The campaign is treating its financial team to three days of events, including a presidential debate-watching party tonight at the Waldorf Astoria Hotel, where many of them are staying. Last night’s dinner, also attended by Romney’s brother Scott and former New York City Mayor Rudy Giuliani, was at the Intrepid Sea, Air and Space Museum.
While Romney’s fundraising total was shy of the $181 million President Barack Obama and allied Democratic committees reported last month, it was the largest one-month total for the challenger and the Republicans. Until August, they had combined to outraise Obama and the Democrats for three straight months.
“Our numbers were superb; it was higher than I expected,” said Romney fundraiser Wayne Berman, a lobbyist for Blackstone Group LP. (BX) “We were only a little bit behind the president, so I thought it was excellent.” He attributed the gains to “a huge amount of enthusiasm.”
Trump, as he walked through the rain toward the event, called Romney “a great candidate.” The former Massachusetts governor is tapping into donor excitement because “everybody is so unhappy with the way the country is going right now,” Trump said, as he and his wife, Melania, entered the museum, which was closed to the media.
Romney’s September totals were announced on the first day of the donor event, which follows a June retreat in Park City, Utah.
Johnson, New York finance chairman of the Romney campaign, said the idea “is just to thank everybody, to bring everybody up to speed in terms of what’s going on.”
In the Waldorf lobby, “signature” items -- such as Romney cuff links, clocks and wooden chairs -- were available for purchase. A schedule of events, posted on the Internet by Politico, shows that donors and members of the finance team are to be briefed today on strategy, “issues facing America” and “the final three weeks” of the campaign. A debate-watching party for donors is slated for tonight in a hotel ballroom, and contributors have a farewell breakfast the next morning.
Romney and the Republicans had $191 million in the bank as of Sept. 30, the campaign reported. Obama’s campaign didn’t release a cash-on-hand figure. September reports from the campaigns are due to the Federal Election Commission by Oct. 20.
Employees at financial firms such as Goldman Sachs Group Inc., Morgan Stanley and JPMorgan Chase & Co. (JPM) again were among the top donors to Romney’s joint fundraising committee, called Romney Victory. This time, they were joined by executives at Nascar who, along with racing team owners, pumped in more than $330,000 to help Romney’s White House bid.
In February, during the race for the Republican nomination, Romney said that “some great friends” of his were Nascar team owners.
Brian France, Nascar chief executive officer, gave $75,800; former Nascar driver Richard Childress, who now owns Richard Childress Motorsports, gave $72,500; and Mike Helton, Nascar’s president, gave $50,000. France, Helton and Childress were among those at an August fundraiser in Charlotte, North Carolina, that brought in $1.5 million for the Republican cause.
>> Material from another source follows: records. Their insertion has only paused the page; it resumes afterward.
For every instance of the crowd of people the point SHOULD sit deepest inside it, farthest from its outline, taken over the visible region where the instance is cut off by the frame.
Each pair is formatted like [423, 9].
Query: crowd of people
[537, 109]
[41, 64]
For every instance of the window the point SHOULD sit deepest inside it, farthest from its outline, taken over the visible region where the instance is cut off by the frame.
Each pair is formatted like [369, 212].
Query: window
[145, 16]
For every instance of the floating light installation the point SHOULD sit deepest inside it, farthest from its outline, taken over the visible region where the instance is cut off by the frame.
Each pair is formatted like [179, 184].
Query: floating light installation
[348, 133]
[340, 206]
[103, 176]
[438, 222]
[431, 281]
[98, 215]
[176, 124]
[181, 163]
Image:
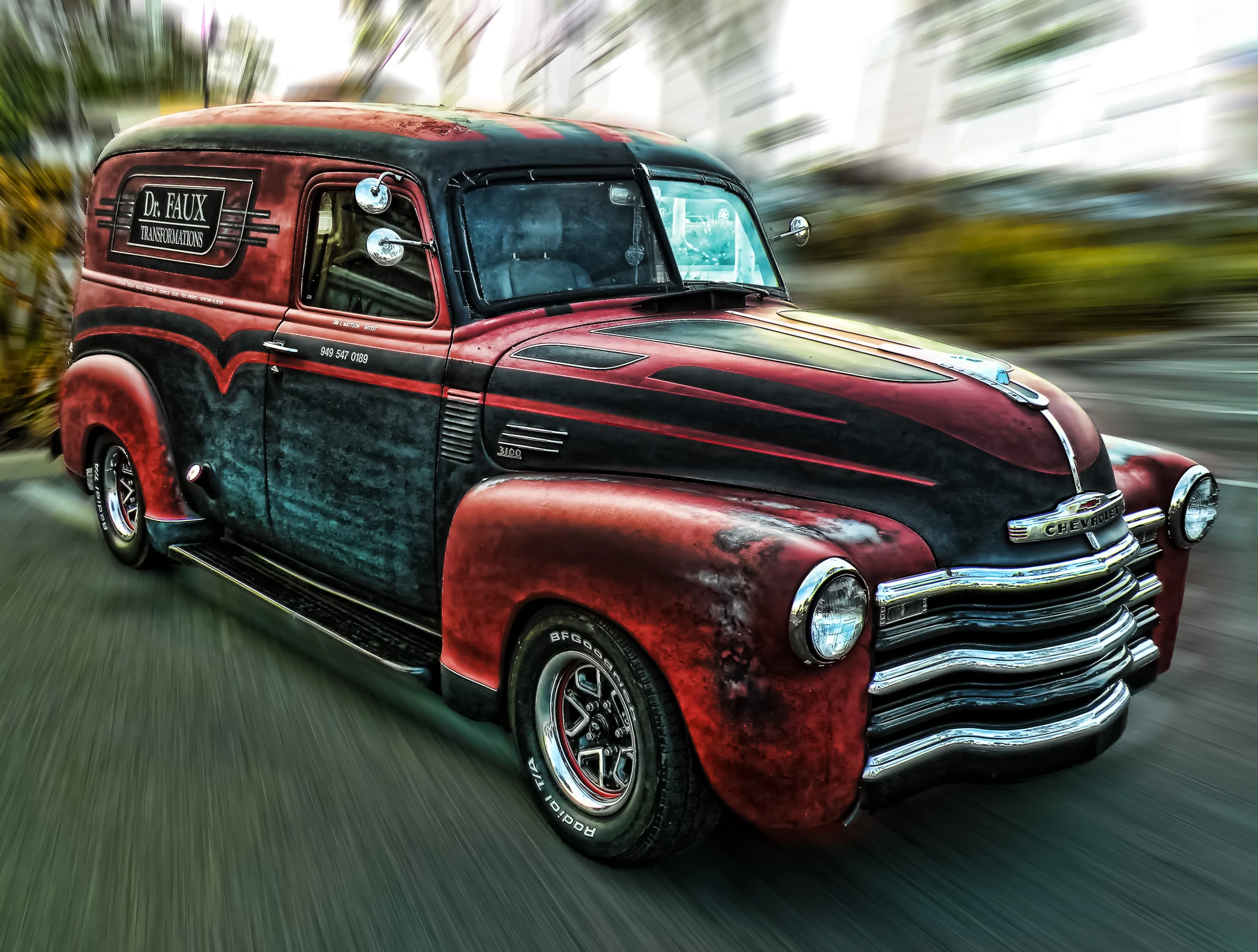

As separate entities, Obama’s re-election committee has outraised Romney’s campaign every month this year. Through Aug. 31 -- the latest figures available -- Obama brought in $441.3 million and had $88.8 million to spend leading up to the Nov. 6 election. That compares with $283.6 million that Romney raised and a bank account balance of $50.4 million.
Romney’s joint fundraising committee reported to the FEC yesterday that it had taken in $235 million over the last three months and funneled $201 million to the Romney campaign and Republican Party committees.
Many of the donations and transfers have previously been reported in monthly filings by Romney and the Republican National Committee. The fundraising committee sent $6 million apiece to the fundraising arms for Senate and House Republicans.
As he entered the museum last night, Spencer Zwick, Romney’s finance chairman, said he thought supporters would be “delighted” by the September numbers.
Johnson was more measured. Asked if he was pleased the Romney campaign is hitting or exceeding its money targets, he said, “I’m a fundraiser. I’m never happy.”